# Automatic differentiation with `torch.autograd`
https://pytorch.org/tutorials/beginner/basics/autogradqs_tutorial.html

Consider the simplest one-layer neural network, with input `x`, parameters `w` and `b`, and some loss function. In can be defined in PyTorch in the following manner:

In [1]:
import torch

In [2]:
x = torch.ones(5) # input tensor
y = torch.zeros(3) # Expected output

w = torch.randn(5, 3, requires_grad=True)
b = torch.randn(3, requires_grad=True)
z = torch.matmul(x, w) + b

loss = torch.nn.functional.binary_cross_entropy_with_logits(z, y)

## Tensors, Functions and Computational graph

In [3]:
print(f"Gradient function for z = {z.grad_fn}")
print(f"Gradient function for loss = {loss.grad_fn}")
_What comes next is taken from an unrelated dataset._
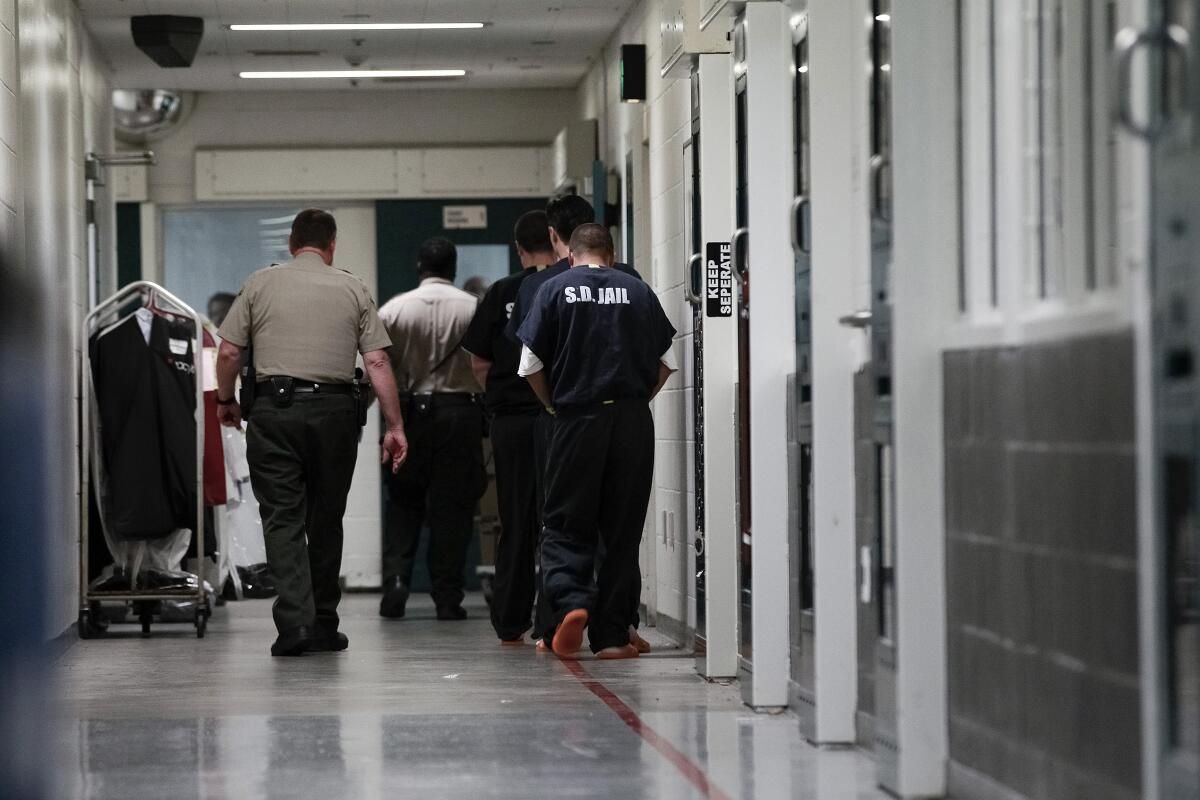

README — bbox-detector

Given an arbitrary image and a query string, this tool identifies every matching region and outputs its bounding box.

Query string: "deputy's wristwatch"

Gradient function for z = <AddBackward0 object at 0x7f51c0003a90>
Gradient function for loss = <BinaryCrossEntropyWithLogitsBackward0 object at 0x7f51c0003c40>


## Computing Gradients
To optimize weights of parameters in the neural network, we need to compute the derivatives of our loss function with respect to parameters (en français, ça veut dire, en rapport avec les paramètres - weights et biases -, donc en gros, on calculate la dérivé du loss en fonction des paramètres).
To compute those derivatives, we call `loss.backward()`, and then retrieve the values from w.grad and b.grad:

In [5]:
loss.backward()
print(w.grad)
print(b.grad)

RuntimeError: Trying to backward through the graph a second time (or directly access saved tensors after they have already been freed). Saved intermediate values of the graph are freed when you call .backward() or autograd.grad(). Specify retain_graph=True if you need to backward through the graph a second time or if you need to access saved tensors after calling backward.
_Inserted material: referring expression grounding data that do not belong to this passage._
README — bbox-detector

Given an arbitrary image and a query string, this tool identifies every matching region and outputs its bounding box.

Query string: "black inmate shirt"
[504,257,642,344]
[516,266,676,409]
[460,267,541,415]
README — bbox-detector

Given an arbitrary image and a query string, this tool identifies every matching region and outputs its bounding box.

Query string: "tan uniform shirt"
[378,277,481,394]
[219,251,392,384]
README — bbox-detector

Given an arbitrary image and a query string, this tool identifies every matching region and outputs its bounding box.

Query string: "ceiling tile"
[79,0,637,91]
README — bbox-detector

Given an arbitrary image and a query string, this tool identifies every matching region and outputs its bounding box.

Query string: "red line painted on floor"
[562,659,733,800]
## Disabling Gradient Tracking
By default, all tensors with `requires_grad=True` are tracking their computational history and support gradient computation. However, there are some cases when we do not need to do that, for example, when we have trained the model and just want to apply it to some input data, i.e, we only want to do forward computations through the network. We can stop tracking computations by surrounding our computation code with torch.no_grad() block:

In [7]:
z = torch.matmul(x, w) + b
print(z.requires_grad)

with torch.no_grad():
     z = torch.matmul(x, w) + b
print(z.requires_grad)

True
False


Another way to achieve the same result is to use the `detach()` method on the tensor:

In [8]:
z = torch.matmul(x, w) + b
z_det = z.detach()
print(z_det.requires_grad)

False


There are reasons you might want to disable gradient tracking:
To mark some parameters in your neural network as frozen parameters.

To speed up computations when you are only doing forward pass, because computations on tensors that do not track gradients would be more efficient.